A: I am also the chief technology officer (CTO) of three start-ups on the side so I am three to four days a week at MIT and the rest doing outside stuff.

Q: In an interview you did recently you talked about the long period of dominance in the database market of companies like Oracle and you suggested that those days are now over. Do you still think that?

A: The database market until 2000 or so was 'one size fits all' and 'Oracle is the answer'. Now if you are the guy with the hammer then everything looks like a nail.

I think that all abruptly changed during the first decade of the 2000s.

Now I think that the database market is a third transaction processing, a third data warehouses and a third everything else. Now what has happened over the last 15 years is that the data warehouse market has converted almost completely from row stores to column stores. Now column stores are just wildly faster than row stores.

That leaves all of the legacy vendors on the wrong side of the technical disconnect because they are all selling row stores.

Also in the transaction processing world, main memory has gotten cheap enough that you can put most, but not all, transaction databases in main memory.

Now I know that Facebook is gigantic but in most cases a terabyte is a very, very big transaction processing database. Now you can buy a terabyte of memory for $25,000 so, in my opinion, the transaction processing market is in the middle of morphing from disk-based row stores to main memory systems with very, very different transaction implementations.

So [SAP] HANA is an example of this, Hekaton [an OLTP implementation from Microsoft on SQL Server] also and VoltDB, a company I started, is an example of this.

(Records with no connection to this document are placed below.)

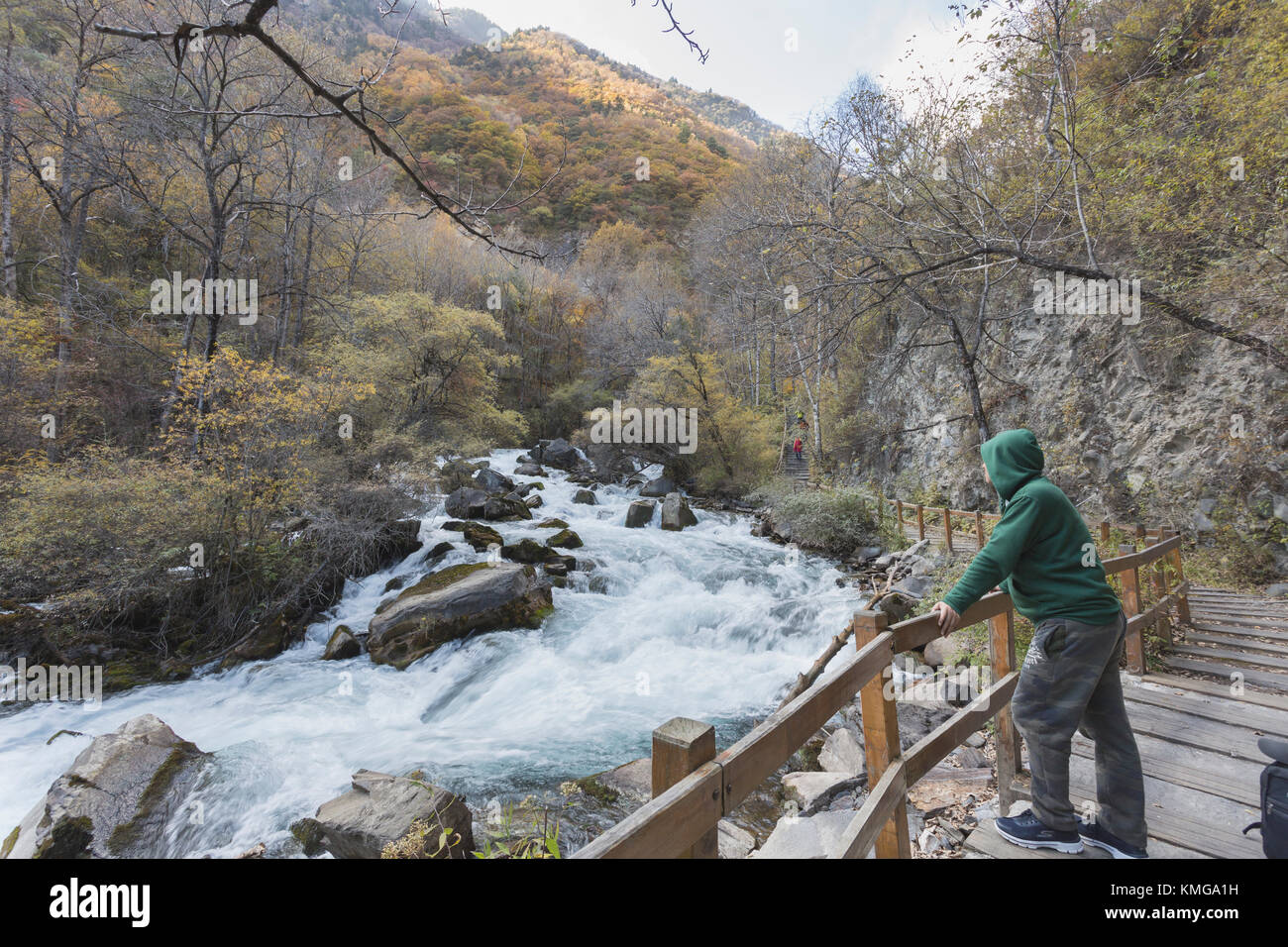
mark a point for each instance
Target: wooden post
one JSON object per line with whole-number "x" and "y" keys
{"x": 1131, "y": 605}
{"x": 1158, "y": 577}
{"x": 681, "y": 746}
{"x": 1183, "y": 602}
{"x": 1001, "y": 655}
{"x": 881, "y": 736}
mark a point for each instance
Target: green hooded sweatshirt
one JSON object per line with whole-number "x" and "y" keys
{"x": 1041, "y": 551}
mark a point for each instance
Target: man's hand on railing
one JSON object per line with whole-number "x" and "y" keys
{"x": 948, "y": 618}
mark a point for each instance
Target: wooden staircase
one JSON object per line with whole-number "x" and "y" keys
{"x": 797, "y": 470}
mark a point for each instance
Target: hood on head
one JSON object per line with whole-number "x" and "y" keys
{"x": 1013, "y": 459}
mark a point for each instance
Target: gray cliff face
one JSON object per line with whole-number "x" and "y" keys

I think the market is in the process of moving to main memory solutions. Again, the legacy vendors are on the wrong side of this disconnect.

Now if you look at the 'everything-else' market that is in four pieces. There are the NoSQL guys, which is a 100 or so vendors. With various, different data models and various, different capabilities.

Mongo is popular, Redix is popular, and there are bunches of bunches of them. None of them look like a relational database system.

The second group is people who want to do complex analytics which is machine learning, data clustering, singular value decomposition and so on. That stuff is all defined on arrays and not on tables.

Now that stuff - complex analytics - is going to get much more popular off into the future but that is array based. So either you simulate that stuff by simulating arrays on top of tables or you use an array-based engine.

We will see what happens but this is a market where there is no competitive advantage to a relational database system.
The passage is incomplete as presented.